Once an individual has been exposed to this deadly toxin, it finds its way into the bloodstream and attacks the nervous system, resulting in muscle paralysis and autonomic dysfunction. It is the latter capability that can prove fatal; since, the autonomic nervous system controls such basic functions as breathing and maintaining the rhythm of the heart. It has long been known that botulinum neurotoxin's mode of action is through the proteolysis – breakdown of proteins – of a key protein involved in the release of acetylcholine from nerve terminals. Acetylcholine is an essential neurotransmitter in a significant category of cells in the human nervous system.
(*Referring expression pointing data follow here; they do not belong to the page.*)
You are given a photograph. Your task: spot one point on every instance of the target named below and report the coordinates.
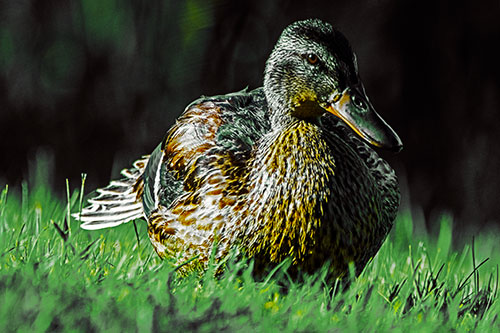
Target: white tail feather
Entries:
(115, 204)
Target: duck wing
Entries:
(205, 152)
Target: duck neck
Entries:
(291, 173)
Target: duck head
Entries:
(313, 70)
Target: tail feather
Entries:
(116, 203)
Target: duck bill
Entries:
(354, 108)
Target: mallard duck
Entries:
(282, 171)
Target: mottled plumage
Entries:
(282, 171)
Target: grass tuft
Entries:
(56, 276)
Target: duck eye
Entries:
(312, 58)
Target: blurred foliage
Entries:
(97, 83)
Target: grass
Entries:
(55, 276)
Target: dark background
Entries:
(90, 85)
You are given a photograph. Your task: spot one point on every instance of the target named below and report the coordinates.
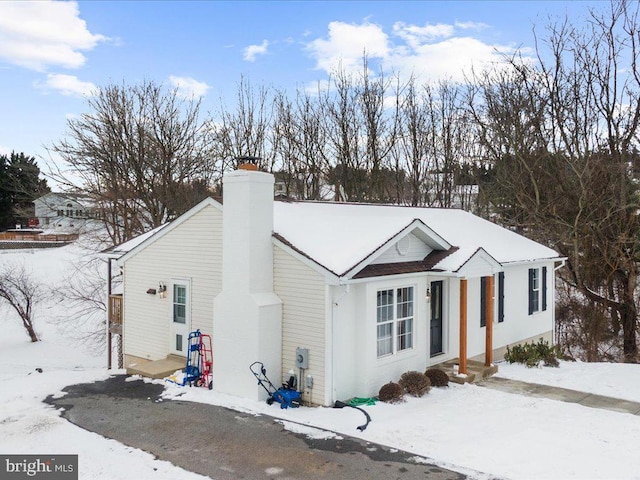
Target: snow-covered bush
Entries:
(533, 354)
(390, 393)
(415, 383)
(437, 377)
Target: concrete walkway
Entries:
(561, 394)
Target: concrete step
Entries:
(158, 368)
(476, 371)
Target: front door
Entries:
(180, 318)
(436, 318)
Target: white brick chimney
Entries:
(247, 315)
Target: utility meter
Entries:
(302, 358)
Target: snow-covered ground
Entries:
(477, 431)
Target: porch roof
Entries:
(398, 268)
(342, 236)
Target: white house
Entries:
(66, 211)
(366, 291)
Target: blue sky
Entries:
(53, 54)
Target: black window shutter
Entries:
(544, 288)
(531, 274)
(501, 297)
(483, 301)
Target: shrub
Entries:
(437, 377)
(390, 393)
(415, 383)
(534, 354)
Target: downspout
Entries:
(562, 263)
(334, 304)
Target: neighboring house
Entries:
(62, 211)
(370, 291)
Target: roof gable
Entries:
(135, 245)
(345, 238)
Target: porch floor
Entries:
(476, 371)
(158, 368)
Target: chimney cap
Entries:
(248, 163)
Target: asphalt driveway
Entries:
(228, 445)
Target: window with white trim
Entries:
(537, 290)
(394, 315)
(180, 303)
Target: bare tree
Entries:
(132, 154)
(244, 131)
(562, 136)
(22, 293)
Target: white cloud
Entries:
(471, 25)
(189, 87)
(431, 52)
(414, 35)
(68, 85)
(252, 51)
(40, 34)
(346, 45)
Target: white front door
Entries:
(180, 317)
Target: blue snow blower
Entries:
(286, 396)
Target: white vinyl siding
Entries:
(192, 251)
(302, 291)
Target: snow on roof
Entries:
(127, 246)
(340, 235)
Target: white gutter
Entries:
(334, 304)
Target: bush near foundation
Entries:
(534, 354)
(437, 377)
(415, 383)
(390, 393)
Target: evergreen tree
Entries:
(20, 185)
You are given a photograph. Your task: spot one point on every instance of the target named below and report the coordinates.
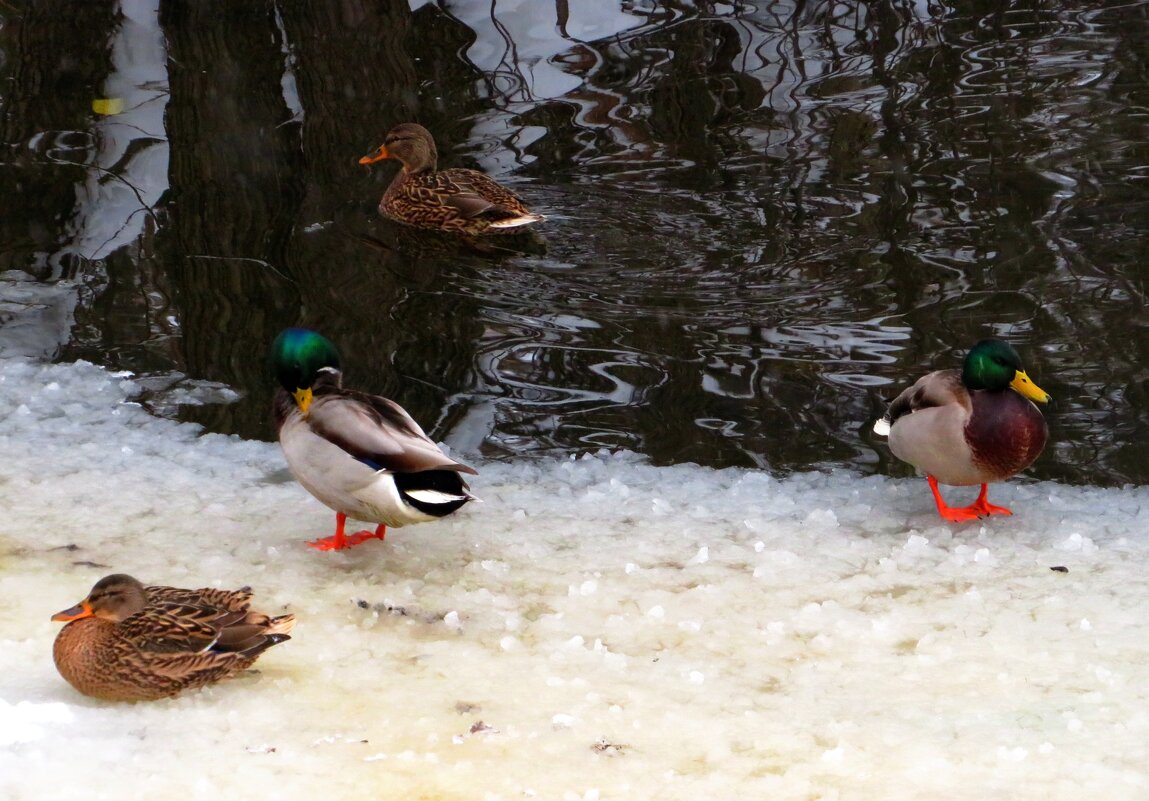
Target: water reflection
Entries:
(762, 217)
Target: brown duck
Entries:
(126, 641)
(457, 200)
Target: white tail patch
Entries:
(282, 625)
(516, 222)
(433, 497)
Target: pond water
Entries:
(763, 220)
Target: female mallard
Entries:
(456, 200)
(130, 642)
(969, 426)
(360, 454)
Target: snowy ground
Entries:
(598, 629)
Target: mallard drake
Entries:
(456, 200)
(969, 426)
(360, 454)
(126, 641)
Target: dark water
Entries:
(763, 220)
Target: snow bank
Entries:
(599, 629)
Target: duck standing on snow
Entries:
(360, 454)
(457, 200)
(968, 426)
(130, 642)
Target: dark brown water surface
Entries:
(763, 220)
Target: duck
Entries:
(126, 641)
(970, 426)
(457, 200)
(360, 454)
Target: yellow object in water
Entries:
(108, 106)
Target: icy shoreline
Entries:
(598, 629)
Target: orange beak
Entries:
(378, 155)
(82, 609)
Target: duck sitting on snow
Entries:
(360, 454)
(969, 426)
(457, 200)
(130, 642)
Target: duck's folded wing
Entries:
(236, 600)
(175, 628)
(378, 432)
(935, 389)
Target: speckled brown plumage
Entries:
(130, 642)
(457, 200)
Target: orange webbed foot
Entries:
(978, 509)
(340, 540)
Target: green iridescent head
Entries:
(993, 364)
(297, 357)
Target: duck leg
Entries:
(340, 540)
(984, 508)
(978, 509)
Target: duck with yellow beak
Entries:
(974, 425)
(362, 455)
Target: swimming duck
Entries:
(968, 426)
(360, 454)
(457, 200)
(126, 641)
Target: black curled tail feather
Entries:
(447, 483)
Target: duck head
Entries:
(994, 366)
(410, 144)
(299, 356)
(114, 598)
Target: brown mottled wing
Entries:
(183, 671)
(378, 432)
(477, 194)
(174, 628)
(233, 600)
(935, 389)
Structurally, botulinum neurotoxin is a protein. This poses an interesting question: given its protein structure how is it able to survive the onslaught of the digestive system when it is ingested? There must be some mechanism that explains how it can survive the acidity of the stomach and the digestive proteolytic enzymes of the stomach and small intestine.
The answer to this question has recently been resolved through the efforts of Dr. Shenyan Gu and his colleagues at the Center for Neuroscience, Aging and Stem Cell Research at the Sanford-Burnham Medical Research Institute in La Jolla California. They discovered through exhaustive studies of the structure of the intact bioactive toxin that it exists as a complex with four additional proteins associated with botulinum neurotoxin. One of these associated proteins, referred to as nontoxic non-hemagglutinin (NTNHA), is responsible for protecting the primary toxin from the acidity found in the stomach and for its protection from the proteolytic activity of trypsin produced by the stomach.
This finding not only helps elucidate the complete mechanism of action of botulinum neurotoxin but also suggests that inhibitors could be designed to weaken the necessary interaction between the toxin and its associated proteins early in the intoxication phase of the infection.